Tag: Teaching

Twelfth Bulletin of the CNHH, May 2022

Twelfth Bulletin of the CNHH, May 2022

The Twelfth Bulletin of the CNHH has now been sent out to the membership.  If you missed it, the complete PDF of the bulletin can be found here: Twelfth Bulletin PDF

It has been more than a year since the last bulletin of May 2021. We hope that you are all well and that you will continue to send news, posts and announcements.

I. PANEL AND ANNUAL GENERAL MEETING

The annual CNHH sponsored panel on Legacies of Colonialism in Africa: Reconsidering Conquest, Capitalism, and Transnationalism in the 19th and 20th Centuries Héritages du colonialisme en Afrique : nouveau regard sur la conquête,
le capitalisme et le transnationalisme aux XIXe et XXe siècles  will take place on Wednesday the 18th of May, from 11:00 am to 12:30 pm Ottawa time.

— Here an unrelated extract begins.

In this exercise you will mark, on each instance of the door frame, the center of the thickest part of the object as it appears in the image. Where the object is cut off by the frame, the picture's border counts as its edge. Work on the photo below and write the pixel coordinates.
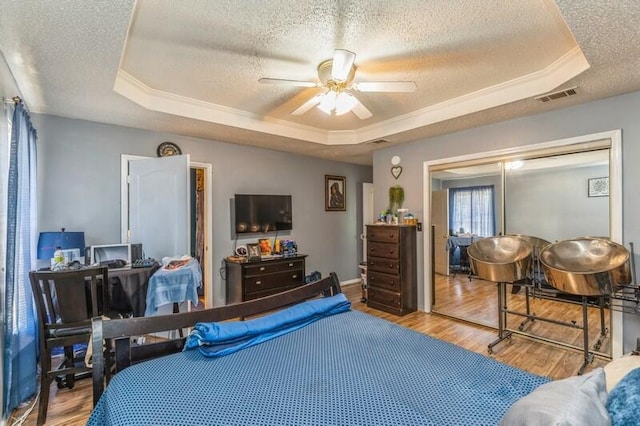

We are looking forward to watching our colleagues:

  • Stephen Osei Owusu (PhD candidate, Carleton University), “The Mankessim Riots of 1849: a Case of Contested Ethno-forestry practices or Conflict between ‘Europeanized’ and Indigenous Africans.”
  • Simplice Ayangma Bonoho (Banting Fellow, Bishop’s University), « Le « Centre de Rééducation des handicapés de Yaoundé » (CRHY) : Un projet humanitaire
    d’envergure ? : Pour une relecture des relations diplomatiques canado-
    camerounaises (1968-1980). »

  • Chair | Président : Robin Gendron

The full program of the CHA virtual conference is here: https://cha-shc.ca/_uploads/626ac9b5a803e.pdf  Every participant must register for congress here: https://fhss.swoogo.com/22-registration-inscription. Please note that the CHA has waived the registration fee for the CHA Annual Meeting for graduate students, unemployed and precarious historians.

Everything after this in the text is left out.